Objective—To evaluate cartilage thickness of the talus (especially at sites predisposed to osteochondrosis dissecans [OCD]) in growing and adult dogs not affected with OCD.
Sample—Tarsocrural joints from cadavers of 34 juvenile (approx 3 months old) and 10 adult dogs.
Procedures—Tarsal cartilage thickness was examined via a stereophotography microscopic system. Articular cartilage thickness was determined at 11 locations on longitudinal slices of the trochlear ridges and the sulcus between the ridges and at 2 locations in the cochlea tibiae. Cartilage thickness was measured at the proximal, proximodorsal, dorsal, and distal aspects of the trochlear ridges; proximodorsal, dorsal, and distal aspects of the trochlear sulcus; and craniolateral and caudomedial aspects of the cochlea tibiae. Differences within a joint and between sexes were evaluated.

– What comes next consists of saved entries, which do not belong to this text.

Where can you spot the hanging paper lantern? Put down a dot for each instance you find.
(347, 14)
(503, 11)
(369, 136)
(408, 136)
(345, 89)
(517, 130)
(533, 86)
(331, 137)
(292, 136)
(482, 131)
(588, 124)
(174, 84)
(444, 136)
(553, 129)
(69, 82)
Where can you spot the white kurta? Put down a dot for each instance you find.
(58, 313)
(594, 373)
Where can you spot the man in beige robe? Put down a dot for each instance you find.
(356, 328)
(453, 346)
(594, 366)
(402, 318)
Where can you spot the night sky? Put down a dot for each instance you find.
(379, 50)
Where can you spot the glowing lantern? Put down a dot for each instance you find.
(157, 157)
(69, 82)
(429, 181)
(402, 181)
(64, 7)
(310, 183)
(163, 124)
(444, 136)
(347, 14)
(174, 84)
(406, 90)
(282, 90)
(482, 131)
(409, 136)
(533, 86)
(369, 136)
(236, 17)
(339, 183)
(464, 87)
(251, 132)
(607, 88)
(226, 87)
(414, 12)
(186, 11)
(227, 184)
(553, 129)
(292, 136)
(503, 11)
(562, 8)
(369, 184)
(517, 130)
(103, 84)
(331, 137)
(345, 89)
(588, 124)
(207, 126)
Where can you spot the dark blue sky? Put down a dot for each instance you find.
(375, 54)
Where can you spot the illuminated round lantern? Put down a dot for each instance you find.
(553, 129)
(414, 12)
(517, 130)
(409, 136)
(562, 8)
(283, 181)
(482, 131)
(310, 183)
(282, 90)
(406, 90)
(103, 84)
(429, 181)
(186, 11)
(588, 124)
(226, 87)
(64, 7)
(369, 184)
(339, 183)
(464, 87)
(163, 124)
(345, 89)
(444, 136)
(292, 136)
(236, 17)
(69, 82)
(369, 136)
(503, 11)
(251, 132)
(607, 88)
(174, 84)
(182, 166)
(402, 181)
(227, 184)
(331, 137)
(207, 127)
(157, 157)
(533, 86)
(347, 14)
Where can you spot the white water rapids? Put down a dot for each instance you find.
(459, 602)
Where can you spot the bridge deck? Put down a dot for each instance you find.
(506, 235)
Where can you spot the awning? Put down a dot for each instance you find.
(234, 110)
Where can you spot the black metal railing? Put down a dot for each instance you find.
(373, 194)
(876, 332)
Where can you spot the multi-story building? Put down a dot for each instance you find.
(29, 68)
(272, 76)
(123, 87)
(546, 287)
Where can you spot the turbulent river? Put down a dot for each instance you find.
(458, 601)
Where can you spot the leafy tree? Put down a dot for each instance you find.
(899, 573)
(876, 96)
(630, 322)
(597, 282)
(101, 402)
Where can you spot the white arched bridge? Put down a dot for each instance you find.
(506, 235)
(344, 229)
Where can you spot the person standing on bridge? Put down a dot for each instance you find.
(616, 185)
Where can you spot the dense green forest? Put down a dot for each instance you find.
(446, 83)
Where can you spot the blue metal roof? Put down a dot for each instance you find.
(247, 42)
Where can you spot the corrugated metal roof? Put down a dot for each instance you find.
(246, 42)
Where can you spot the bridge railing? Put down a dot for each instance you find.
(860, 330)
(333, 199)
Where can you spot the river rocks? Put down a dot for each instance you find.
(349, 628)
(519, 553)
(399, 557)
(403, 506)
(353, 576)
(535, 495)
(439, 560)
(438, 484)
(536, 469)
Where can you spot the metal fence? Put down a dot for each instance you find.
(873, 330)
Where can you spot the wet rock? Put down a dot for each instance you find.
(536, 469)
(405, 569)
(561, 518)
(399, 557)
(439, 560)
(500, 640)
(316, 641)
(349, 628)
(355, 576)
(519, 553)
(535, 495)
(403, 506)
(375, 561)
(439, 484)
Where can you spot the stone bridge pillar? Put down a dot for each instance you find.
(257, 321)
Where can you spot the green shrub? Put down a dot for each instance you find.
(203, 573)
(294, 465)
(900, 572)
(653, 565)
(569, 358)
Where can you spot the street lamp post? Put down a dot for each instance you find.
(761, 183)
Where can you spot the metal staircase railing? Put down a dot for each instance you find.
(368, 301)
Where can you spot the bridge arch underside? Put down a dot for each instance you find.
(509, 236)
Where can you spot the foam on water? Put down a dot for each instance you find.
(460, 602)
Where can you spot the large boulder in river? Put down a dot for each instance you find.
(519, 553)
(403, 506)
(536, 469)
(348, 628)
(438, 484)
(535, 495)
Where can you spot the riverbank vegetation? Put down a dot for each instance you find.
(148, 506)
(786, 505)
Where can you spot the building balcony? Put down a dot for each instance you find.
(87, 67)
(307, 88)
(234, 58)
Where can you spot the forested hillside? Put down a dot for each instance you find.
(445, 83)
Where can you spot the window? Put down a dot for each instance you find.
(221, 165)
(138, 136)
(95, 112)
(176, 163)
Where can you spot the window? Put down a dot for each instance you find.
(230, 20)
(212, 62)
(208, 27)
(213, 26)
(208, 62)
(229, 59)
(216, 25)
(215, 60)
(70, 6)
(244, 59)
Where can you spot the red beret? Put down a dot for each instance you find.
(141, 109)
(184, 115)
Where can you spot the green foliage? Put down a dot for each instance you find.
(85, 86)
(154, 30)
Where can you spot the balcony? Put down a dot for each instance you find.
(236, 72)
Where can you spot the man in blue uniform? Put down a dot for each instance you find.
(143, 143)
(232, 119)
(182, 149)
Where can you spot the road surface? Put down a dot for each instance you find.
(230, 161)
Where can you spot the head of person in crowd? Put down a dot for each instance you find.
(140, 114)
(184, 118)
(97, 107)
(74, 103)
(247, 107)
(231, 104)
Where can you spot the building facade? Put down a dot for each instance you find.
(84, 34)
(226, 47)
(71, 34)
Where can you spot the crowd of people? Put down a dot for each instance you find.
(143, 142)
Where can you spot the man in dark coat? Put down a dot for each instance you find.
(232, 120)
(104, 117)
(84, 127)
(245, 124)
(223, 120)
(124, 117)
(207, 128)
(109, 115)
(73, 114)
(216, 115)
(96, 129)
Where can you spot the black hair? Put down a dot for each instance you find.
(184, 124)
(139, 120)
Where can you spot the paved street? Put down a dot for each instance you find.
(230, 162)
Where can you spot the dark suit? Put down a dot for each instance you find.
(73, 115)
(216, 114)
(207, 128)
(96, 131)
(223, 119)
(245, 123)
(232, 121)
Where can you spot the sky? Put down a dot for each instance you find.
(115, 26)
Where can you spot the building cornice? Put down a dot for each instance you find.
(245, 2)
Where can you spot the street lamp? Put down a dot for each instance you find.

Results—Mean cartilage thickness decreased from proximal to distal in juvenile (lateral trochlear ridge, 1.52 to 0.41 mm; medial trochlear ridge, 1.10 to 0.40 mm) and from proximal to dorsal in adult (lateral trochlear ridge, 0.41 to 0.34 mm; medial trochlear ridge, 0.33 to 0.23 mm) dogs. Cartilage was thickest at the proximal aspect of the lateral trochlear ridge in both groups. Differences in proximodorsal, dorsal, and distal aspects of the ridges were not evident.
Conclusions and Clinical Relevance—Healthy tarsocrural joints did not have thicker cartilage in sites predisposed to development of OCD. Evaluation of affected tarsocrural joints is necessary to exclude influences of cartilage thickness. These data are useful as a reference for distribution of cartilage thickness of the trochlea of the talus in dogs.